È la struttura del Birraio di Preston…

Esatto, nel Birraio è proprio dichiarato. E allora ho detto ma sono capace di scrivere un romanzo dall’A alla Z, cominciando che è alba e finendo con un tramonto? L’unica gabbia vera in questo senso è il romanzo giallo, su lettura di Sciascia.

E ho scritto il primo giallo, poi siccome il personaggio m’era rimasto non compiuto, secondo me era troppo una finzione, ho scritto il secondo e ho deciso di finire lì con Il cane di terracotta. Finiva li io non sarei mai più tornato su Montalbano.

Senonchè Elvira Sellerio, mi disse «mandami una altro Montalbano». «Io non ho più nessuna intenzione di scrivere Montalbano», « Ma tu stai scherzando, in un anno da 150.000 copie siamo passati a 900.000 copie con Montalbano, non solo, ma si tira appresso tutti gli altri romanzi». E quindi ho detto vabbè va, e allora scrissi il terzo, e da quel momento il personaggio cominciò a rompermi le scatole perché girava casa casa continuamente.

 

Perché usa il lessico, la fraseologia siciliana?
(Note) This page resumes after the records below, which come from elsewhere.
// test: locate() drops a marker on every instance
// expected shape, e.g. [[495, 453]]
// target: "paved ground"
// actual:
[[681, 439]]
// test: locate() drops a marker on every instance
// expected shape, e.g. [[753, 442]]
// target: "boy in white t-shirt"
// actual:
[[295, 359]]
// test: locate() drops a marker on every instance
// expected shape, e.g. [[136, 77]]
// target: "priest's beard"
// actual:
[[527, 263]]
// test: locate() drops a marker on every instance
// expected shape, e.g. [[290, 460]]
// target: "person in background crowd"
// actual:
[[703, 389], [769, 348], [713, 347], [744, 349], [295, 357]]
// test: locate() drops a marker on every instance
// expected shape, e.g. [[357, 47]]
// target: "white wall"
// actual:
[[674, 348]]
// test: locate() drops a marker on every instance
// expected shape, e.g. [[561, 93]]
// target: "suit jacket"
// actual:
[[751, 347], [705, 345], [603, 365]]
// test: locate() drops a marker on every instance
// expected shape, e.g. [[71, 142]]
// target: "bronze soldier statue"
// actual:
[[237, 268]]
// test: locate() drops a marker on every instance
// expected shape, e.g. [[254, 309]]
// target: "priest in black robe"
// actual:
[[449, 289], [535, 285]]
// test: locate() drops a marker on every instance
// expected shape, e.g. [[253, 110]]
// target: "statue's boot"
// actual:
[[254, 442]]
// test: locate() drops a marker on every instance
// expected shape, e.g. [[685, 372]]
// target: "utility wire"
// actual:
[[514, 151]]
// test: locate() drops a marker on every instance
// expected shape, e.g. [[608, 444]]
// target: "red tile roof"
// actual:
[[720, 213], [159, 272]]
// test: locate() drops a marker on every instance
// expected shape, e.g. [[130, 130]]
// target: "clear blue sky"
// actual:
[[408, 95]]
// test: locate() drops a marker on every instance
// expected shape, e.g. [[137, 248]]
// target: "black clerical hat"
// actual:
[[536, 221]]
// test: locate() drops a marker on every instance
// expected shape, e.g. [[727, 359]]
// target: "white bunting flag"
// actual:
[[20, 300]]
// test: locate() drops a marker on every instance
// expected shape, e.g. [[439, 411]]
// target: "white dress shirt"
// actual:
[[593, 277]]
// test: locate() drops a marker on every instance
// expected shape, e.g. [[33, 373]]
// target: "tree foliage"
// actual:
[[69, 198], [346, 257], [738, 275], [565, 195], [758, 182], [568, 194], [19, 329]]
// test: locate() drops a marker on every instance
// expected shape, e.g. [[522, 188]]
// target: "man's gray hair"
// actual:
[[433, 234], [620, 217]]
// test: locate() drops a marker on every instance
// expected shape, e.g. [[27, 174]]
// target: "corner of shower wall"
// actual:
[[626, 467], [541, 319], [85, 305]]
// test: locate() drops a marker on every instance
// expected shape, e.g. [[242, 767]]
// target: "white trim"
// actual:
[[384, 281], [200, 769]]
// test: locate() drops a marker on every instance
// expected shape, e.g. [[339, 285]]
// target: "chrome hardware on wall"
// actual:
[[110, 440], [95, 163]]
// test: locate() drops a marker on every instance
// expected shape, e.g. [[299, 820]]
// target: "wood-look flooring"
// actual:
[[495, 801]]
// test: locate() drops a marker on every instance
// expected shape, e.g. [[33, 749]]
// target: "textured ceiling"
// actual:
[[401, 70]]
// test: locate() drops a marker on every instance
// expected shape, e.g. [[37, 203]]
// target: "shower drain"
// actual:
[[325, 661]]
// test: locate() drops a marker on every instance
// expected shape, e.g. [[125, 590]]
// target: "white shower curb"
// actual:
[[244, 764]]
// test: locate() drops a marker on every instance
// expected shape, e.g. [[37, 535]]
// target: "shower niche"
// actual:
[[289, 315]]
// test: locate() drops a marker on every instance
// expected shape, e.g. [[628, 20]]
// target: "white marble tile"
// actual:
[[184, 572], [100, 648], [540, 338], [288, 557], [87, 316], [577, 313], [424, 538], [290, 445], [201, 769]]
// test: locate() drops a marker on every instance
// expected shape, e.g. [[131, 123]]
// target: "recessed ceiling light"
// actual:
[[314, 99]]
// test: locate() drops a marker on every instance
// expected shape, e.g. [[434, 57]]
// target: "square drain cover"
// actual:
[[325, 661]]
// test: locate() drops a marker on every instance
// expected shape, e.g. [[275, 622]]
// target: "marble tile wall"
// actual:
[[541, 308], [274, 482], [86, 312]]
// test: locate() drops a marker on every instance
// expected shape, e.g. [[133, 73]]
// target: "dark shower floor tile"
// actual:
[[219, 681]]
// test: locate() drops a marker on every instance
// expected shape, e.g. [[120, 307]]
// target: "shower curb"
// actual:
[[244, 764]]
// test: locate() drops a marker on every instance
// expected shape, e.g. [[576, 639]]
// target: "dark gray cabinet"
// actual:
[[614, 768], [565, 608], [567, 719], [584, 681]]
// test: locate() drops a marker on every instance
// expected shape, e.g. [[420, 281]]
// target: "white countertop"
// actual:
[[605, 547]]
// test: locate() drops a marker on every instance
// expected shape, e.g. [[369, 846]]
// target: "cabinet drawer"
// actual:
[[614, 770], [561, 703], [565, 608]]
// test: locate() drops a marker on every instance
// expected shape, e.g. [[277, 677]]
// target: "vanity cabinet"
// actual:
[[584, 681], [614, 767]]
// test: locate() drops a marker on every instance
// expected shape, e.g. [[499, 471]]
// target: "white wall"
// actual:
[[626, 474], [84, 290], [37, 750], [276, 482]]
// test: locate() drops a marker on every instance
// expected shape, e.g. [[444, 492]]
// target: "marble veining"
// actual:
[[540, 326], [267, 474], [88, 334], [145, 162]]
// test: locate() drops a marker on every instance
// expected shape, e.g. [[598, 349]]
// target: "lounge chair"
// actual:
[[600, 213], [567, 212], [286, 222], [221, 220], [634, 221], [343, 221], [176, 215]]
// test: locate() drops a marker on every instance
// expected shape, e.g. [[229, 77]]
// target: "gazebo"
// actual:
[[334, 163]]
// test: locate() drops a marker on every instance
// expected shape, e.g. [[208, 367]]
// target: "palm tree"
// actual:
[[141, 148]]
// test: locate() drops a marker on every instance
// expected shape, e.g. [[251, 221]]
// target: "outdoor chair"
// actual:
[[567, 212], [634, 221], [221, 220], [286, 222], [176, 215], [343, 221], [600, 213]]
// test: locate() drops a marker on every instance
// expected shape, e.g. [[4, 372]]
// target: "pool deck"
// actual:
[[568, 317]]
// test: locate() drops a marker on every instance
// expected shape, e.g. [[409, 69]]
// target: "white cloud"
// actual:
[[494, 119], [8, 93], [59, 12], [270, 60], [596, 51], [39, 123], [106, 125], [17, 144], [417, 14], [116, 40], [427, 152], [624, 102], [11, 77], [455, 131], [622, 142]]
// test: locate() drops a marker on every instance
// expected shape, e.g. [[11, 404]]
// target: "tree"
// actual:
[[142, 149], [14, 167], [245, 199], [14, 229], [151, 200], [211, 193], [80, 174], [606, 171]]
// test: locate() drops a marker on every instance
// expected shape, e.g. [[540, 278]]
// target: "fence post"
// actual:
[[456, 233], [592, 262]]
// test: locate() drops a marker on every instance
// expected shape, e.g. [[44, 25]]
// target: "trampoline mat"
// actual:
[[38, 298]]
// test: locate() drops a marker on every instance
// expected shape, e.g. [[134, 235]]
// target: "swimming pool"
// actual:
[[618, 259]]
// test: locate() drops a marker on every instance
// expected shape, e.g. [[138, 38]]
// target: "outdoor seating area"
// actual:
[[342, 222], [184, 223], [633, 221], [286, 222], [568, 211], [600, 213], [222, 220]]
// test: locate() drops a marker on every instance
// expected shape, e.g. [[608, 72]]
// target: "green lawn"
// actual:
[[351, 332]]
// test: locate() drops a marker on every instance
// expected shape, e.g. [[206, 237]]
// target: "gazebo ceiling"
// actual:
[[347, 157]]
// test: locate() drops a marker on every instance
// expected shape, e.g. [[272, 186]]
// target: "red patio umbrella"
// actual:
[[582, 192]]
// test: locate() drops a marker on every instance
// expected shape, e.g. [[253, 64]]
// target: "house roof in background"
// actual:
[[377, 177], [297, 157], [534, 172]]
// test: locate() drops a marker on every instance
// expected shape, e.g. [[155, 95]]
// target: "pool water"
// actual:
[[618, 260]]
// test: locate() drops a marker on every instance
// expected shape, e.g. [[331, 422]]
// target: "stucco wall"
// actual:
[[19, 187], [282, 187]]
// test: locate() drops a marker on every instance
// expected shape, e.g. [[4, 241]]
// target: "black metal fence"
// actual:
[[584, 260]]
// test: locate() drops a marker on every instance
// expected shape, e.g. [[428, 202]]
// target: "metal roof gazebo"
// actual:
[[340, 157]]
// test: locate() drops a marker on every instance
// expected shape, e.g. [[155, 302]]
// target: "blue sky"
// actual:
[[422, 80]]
Forse perché, con le sue coloriture, arricchisce la semantica dell’italiano?

Non è arricchirlo, è semmai un modo mio, una carenza mia, io non so usare l’italiano come so usare il dialetto, tutti i dialetti finiscono sempre col dire sfumature di più di quanto non dica una parola in lingua, ecco allora in lingua mi vengono a mancare una quantità di sfumature.

 

Che intervento opera sui suoi libri quando li trasforma in sceneggiature per la televisione? L’uso del siciliano è meno accentuato, viene “limato” in qualche modo?

Sì, lo faccio io quel lavoro, e lo faccio per diversi motivi. Primo perché la sceneggiatura televisiva taglia una quantità di cose, di necessità, che nel romanzo io due righe dopo spiego, cosa significa una certa parola, trovo modo di spiegarlo. Non posso farlo in televisione, non c’ho “le due righe dopo” in televisione, il ritmo narrativo della televisione va a “carte quarantotto” e quindi sono costretto a “limare” il mio linguaggio.

Questo è un motivo, l’altro motivo è che l’attore non essendo siciliano certe volte, non mi piace che usi un siciliano pronunciato di maniera e quindi gli trovo una parola che in qualche modo sia più facile per lui da dire senza che abbia quel cattivo, orrendo siciliano che sentiamo spesso e volentieri.

 

Quando ha scritto Montalbano, lo ha immaginato in una certa maniera, poi in televisione si è concretizzato nel volto di un attore. Quando lo scrive adesso prescinde dall’attore?

No, non ha nulla a che vedere con il Montalbano televisivo, prescinde totalmente, veramente, non faccio fatica a prescindere, è un’altra cosa, è un altro dominio, un altro regno.

 

Lei ha scritto libri di diverso genere. C’è qualche ambito che non ha ancora affrontato e che le piacerebbe esplorare?

No, no. Sinceramente no, non ho presupposti di esplorazione di scrittura. È l’occasione che mi porta a scrivere una certa cosa, l’occasione e una certa spinta interiore. Ho scritto una storia che ancora sto rivedendo tutta, che riguarda i frati del convento della Quisquina quelli che spararono al vescovo di Agrigento nel ‘45

 

Sicuramente riceve molte richieste di supervisione da parte di giovani scrittori.

Continuamente. Ma non posso più. Posso dare sempre meno consigli, sa perché leggo sempre di meno perché non sto bene con gli occhi, io soffro di dipropia, che significa che il rigo si spezza in due e quindi è come se fossi costantemente ‘mbriaco e vedessi doppio.

Leggere non posso, riesco a leggere due tre pagine al giorno, ben stampate, ma scritte così non ce la faccio proprio. Ho trovato anche un adattamento a scrivere con il computer, ci si adatta a tutto, mettendomi in una certa posizione, in qualche modo attenuo, mi sta leggermente passando, perché mi hanno fatto diverse cose, la risonanza magnetica al cervello, e con delle cure, il rigo sta ritornando, si sta ricongiungendo.